Now that you’re sitting with all of that ick that came out of your head, it can feel overwhelming, and that’s okay. We’ll get there, but you have to trust the process.

Reread each statement one at a time, and then restate it in a positive way. Think about how you would encourage a friend or gently refute negative self-talk for them and use that as a guide. For instance, a statement like:

I’ll never be able to juggle this new business on top of all my responsibilities

Could become:

I ask for and get help when I need it so that I can focus on starting my business.

Or something like:

Who are you to offer up this kind of advice? It’s not like you’re an expert or anything.

Becomes:

My experience and training make me an expert in the field and people look to me for advice and help.

Continue this process until you have refuted every single one of those statements. You don’t have to believe the reframe; you just have to do it. Your inner asshole has had decades of practice keeping you safe and she’s not about to give up that job easily. If you’re struggling with this step, find a very safe, trusted friend who can help you without judgment.

It’s magical to watch your inner criticisms turn into affirmations.

When you’re done, try further integrating this reframing by reading the criticisms silently and the affirmations aloud. Use your partner for this if you’ve got one!

Step 3: Gentle reassurance

When you’ve reread all your affirmations aloud, go back and give those inner asshole thoughts one more read-through. Read them as though your dear friend were having doubts and feeling uncertain and they came to you for reassurance.

Now I want you to do something that might feel weird (if it doesn’t then we are probably already friends). I want you to take another big, deep breath, close your eyes, and put your hand on your heart. Say these words to your inner asshole:

Thank you.
Thank you for keeping me safe all these years.
Thank you for safeguarding my confidence and my heart.
Thank you for protecting me.

You gotta really mean it, so breathe through or push past or just ignore any discomfort and thank the guard of your heart for her work. Then, after another big, deep breath, hand on heart still, say this.

I got this.

You can visualize whatever you want to help in this step.

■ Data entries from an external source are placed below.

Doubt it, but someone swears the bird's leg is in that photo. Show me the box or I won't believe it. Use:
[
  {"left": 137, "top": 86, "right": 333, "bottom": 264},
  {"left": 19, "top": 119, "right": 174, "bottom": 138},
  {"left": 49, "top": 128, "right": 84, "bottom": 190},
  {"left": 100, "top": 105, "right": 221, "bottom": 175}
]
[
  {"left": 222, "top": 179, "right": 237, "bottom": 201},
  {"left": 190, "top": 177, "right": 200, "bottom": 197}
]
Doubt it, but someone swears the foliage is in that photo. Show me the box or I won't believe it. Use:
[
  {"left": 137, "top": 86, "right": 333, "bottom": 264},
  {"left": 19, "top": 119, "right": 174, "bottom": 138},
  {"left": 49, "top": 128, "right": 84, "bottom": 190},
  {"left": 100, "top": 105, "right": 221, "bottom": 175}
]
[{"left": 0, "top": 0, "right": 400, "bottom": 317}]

Imagine wrapping your arms around your younger self, or standing with your hand on her heart. Reassure her that you’re grateful, but you got this, she doesn’t need to carry this burden anymore.

Then send her on her way.

You’re not done, of course, because she’ll be back. But whenever she shows up, you can repeat this process:

Listen, reframe, reassure, and send her on her way.

Step 4: Keep it going

You can repeat this process every single day, multiple times, whenever you need to, but your inner asshole is going to need a LOT of reassurance to give up this job, so let’s add another tool to our kit: Thank you notes.

No, really, I mean it.

Pick the criticism that resonated most deeply with you—the one that you really, truly believe. Hold it in your mind, along with your reframe. Write all or parts of the thank-you message above on five pieces of paper:

Thank you.
Thank you for keeping me safe all these years.
Thank you for safeguarding my confidence and my heart.
Thank you for protecting me.

Stick two of them where you’ll see them often: on your bedside table or bathroom mirror or on your computer monitor. Take the other three and tuck them in various places: a coat pocket, inside a journal, under your pillow, in your car. When you come across them, take a moment to hold that sentiment in your heart. Thank your inner asshole for all her work. Then tell her, once again: I got this, and send her gently on her way.

This process isn’t an easy one, nor is it a one-time deal. You’ve got to practice radical self-love. Building confidence is like building muscle; you gotta work out to stay fit. Consider this process your workout, and you’ll be strong as hell in no time. Best of all, this is a process you can model and teach to your friends, your family, and your children, if you got ’em.

I’m sending you all the gratitude in the world to share with your inner asshole. And don’t worry; you really are right when you tell her: I got this.